JaB Algorithm for Network Data

Wrapper function for the Jackknife-after-Bootstrap (JaB) algorithm for networks.

Usage

jab_network(
  network,
  central.func.name,
  central.package.name = NULL,
  central.func.args = NULL,
  bootstrap.func.name,
  bootstrap.package.name = NULL,
  bootstrap.func.args = NULL,
  B = 1000,
  quant = 0.95,
  nodes = NULL,
  return.boot.samples = FALSE
)

Arguments

network: The network as an igraph object.
central.func.name: A character string of the function name used to calculate the desired centrality statistic.
central.package.name: (Optional) A character string of the name of the package that the central.func.name function is in.

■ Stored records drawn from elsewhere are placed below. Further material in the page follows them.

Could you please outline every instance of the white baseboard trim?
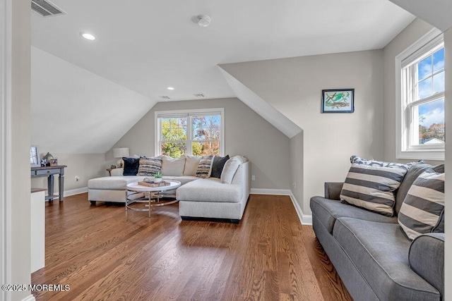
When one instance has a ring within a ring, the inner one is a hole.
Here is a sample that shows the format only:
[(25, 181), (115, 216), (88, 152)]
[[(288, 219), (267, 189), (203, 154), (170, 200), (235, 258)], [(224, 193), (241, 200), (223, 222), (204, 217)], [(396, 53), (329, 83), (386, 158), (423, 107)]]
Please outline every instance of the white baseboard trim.
[(297, 202), (295, 196), (292, 193), (290, 189), (258, 189), (251, 188), (250, 193), (251, 195), (288, 195), (290, 197), (292, 203), (295, 207), (298, 219), (302, 222), (302, 225), (312, 226), (312, 215), (303, 214), (303, 211)]
[(29, 296), (25, 297), (24, 299), (22, 299), (22, 301), (35, 301), (36, 299), (35, 299), (35, 296), (32, 295), (30, 295)]
[(71, 195), (79, 195), (83, 192), (88, 192), (88, 187), (82, 187), (81, 188), (76, 188), (71, 190), (64, 190), (63, 195), (65, 197), (70, 197)]

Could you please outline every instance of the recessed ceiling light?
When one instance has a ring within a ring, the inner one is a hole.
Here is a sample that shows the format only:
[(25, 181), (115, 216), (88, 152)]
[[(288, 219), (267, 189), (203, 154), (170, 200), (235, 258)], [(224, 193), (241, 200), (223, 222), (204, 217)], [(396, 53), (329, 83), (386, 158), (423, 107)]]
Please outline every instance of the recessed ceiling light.
[(210, 16), (208, 15), (199, 15), (198, 16), (198, 25), (201, 27), (206, 27), (210, 25)]
[(96, 37), (90, 33), (88, 33), (88, 32), (81, 32), (80, 35), (82, 37), (84, 37), (86, 39), (89, 39), (90, 41), (93, 41), (95, 39), (96, 39)]

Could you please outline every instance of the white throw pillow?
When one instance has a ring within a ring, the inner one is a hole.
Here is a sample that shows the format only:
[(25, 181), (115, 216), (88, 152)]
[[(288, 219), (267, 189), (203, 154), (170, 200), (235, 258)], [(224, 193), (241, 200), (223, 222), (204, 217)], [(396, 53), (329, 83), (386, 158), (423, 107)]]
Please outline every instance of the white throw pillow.
[(201, 156), (186, 156), (184, 176), (196, 176), (196, 171), (198, 171), (198, 164), (199, 164), (201, 158)]
[(183, 176), (185, 167), (185, 156), (174, 159), (168, 156), (162, 158), (162, 176)]
[(232, 179), (239, 169), (239, 166), (244, 162), (246, 162), (246, 160), (242, 156), (235, 156), (227, 160), (221, 172), (221, 183), (227, 184), (232, 183)]

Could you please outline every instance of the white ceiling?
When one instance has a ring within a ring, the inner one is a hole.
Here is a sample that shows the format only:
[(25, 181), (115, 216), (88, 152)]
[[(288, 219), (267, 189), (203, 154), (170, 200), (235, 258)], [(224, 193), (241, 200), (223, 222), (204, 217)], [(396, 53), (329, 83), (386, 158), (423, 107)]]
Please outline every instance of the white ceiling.
[(32, 13), (32, 44), (150, 102), (235, 97), (218, 64), (381, 49), (414, 18), (387, 0), (52, 2), (67, 15)]

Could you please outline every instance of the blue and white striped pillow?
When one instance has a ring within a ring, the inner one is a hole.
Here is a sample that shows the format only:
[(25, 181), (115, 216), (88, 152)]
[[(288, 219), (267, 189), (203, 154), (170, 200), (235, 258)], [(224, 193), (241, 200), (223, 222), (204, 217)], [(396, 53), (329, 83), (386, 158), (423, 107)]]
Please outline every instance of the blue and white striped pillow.
[(428, 170), (421, 173), (408, 190), (398, 223), (413, 240), (432, 232), (444, 232), (444, 173)]
[(353, 164), (340, 192), (340, 199), (388, 216), (393, 216), (396, 198), (407, 169)]

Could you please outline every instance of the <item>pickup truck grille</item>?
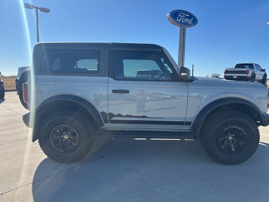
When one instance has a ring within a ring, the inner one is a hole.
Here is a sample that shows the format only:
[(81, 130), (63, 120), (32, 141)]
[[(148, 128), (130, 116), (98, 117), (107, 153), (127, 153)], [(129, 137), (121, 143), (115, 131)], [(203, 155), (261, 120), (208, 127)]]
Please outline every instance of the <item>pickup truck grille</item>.
[(246, 70), (240, 71), (240, 70), (226, 70), (225, 72), (225, 74), (246, 74)]

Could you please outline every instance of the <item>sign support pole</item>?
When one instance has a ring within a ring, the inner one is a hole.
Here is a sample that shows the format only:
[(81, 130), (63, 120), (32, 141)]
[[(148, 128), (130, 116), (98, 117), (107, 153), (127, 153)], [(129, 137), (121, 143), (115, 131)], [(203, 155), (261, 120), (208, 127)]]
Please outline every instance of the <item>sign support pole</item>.
[(179, 27), (179, 40), (178, 43), (178, 65), (180, 67), (184, 67), (185, 47), (186, 42), (186, 27)]

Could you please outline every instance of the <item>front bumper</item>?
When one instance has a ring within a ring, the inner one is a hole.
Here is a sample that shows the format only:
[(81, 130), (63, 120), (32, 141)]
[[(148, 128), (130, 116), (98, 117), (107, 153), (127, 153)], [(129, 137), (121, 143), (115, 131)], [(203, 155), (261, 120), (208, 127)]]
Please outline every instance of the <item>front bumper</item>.
[(236, 76), (236, 78), (233, 78), (233, 76), (224, 76), (224, 78), (225, 79), (233, 81), (247, 81), (249, 80), (250, 79), (250, 76)]
[(264, 114), (263, 116), (261, 116), (261, 125), (263, 126), (267, 126), (269, 125), (269, 114), (267, 113)]
[(33, 123), (31, 123), (31, 121), (30, 121), (31, 117), (31, 113), (28, 112), (27, 114), (25, 114), (22, 116), (22, 120), (23, 121), (23, 123), (28, 128), (33, 128)]

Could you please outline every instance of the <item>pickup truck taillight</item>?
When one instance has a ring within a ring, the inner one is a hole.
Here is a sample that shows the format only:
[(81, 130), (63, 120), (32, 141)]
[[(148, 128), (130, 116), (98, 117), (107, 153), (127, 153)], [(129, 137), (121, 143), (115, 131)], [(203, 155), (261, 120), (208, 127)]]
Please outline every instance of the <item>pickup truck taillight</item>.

If left as NULL if the function will be called as loaded in the users environment.
central.func.args: (Optional) A list of additional arguments the central.func.name function may need beyond the network object.
bootstrap.func.name: A character string of the JaB::boostrap_ function name used to generate bootstrap samples. (e.g. bootstrap_snowboot())
bootstrap.package.name: (Optional) A character string of the name of the package that the bootstrap.func.name function is in. If left as NULL if the function will be called as loaded in the users environment.
bootstrap.func.args: (Optional) A list of additional arguments the bootstrap.func.name function may need beyond the network object.
B: Number of bootstrap samples. Default is 1,000.
quant: A numeric value specifying the upper quantile used to flag influential nodes (e.g., 0.95).
nodes: (Optional) A vector of node names to run JaB algorithm for. If NULL, algorithm will be run on all $n$ nodes in network.
return.boot.samples: Logical, should list of bootstrap samples used in algorithm be returned? Default is FALSE.

Value

If return.boot.samples is FALSE, returns a data frame containing:

Node_Number: Numeric IDs of nodes.
Node_Name: Name of nodes.
Orig_Stat: The original centrality statistic of each node.
Boot_mean, Boot_sd, Boot_skew: The mean, standard deviation, and skewness of the elements of $\Gamma_i$
Upper_Quantile: Upper quantile of the jackknife-after-bootstrap distribution of centrality statistic for each node.
Influential: Logical indicating if each node is influential, i.e. is Orig_Stat greater than Upper_Quantile?
Rank: Rank from most (1) to least ($n$) influential. There can be ties in the rankings.
Can_Jackknife: Logical indicating if there were bootstrap samples that did not include that node, meaning there are jackknife-after sample to generate the distribution of centrality statistics in networks that do not contain that node. If FALSE, then all bootstrap samples contained that node and the Upper_Quantile column will generally be NA. If many nodes are FALSE it could mean that the bootstrap method is poorly tuned and is sampling more nodes that is appropriate for this data set. If only a few nodes are FALSE it could mean the bootstrap method is poorly tuned for this data set, or it could mean that the node is extremely influential as it is highly improbable to generate a bootstrap sample that does not contain that node. Which explanation is appropriate depends on the data set and the bootstrap method used.
Num_Boot_Samps: Number of bootstrap samples used to construct the distribution in the Jackknife-after step. If there are $B$ bootstrap samples in boot.result, then $B - Num_Boot_Samps$ bootstrap samples contained node $v_i$ and, $Num_Boot_Samps$ did not contain node $v_i$ If Can_Jackknife is FALSE, then this number will be 0 (i.e. all bootstrap samples contained node $v_i$ and thus none of them can be used in the Jackknife-after step).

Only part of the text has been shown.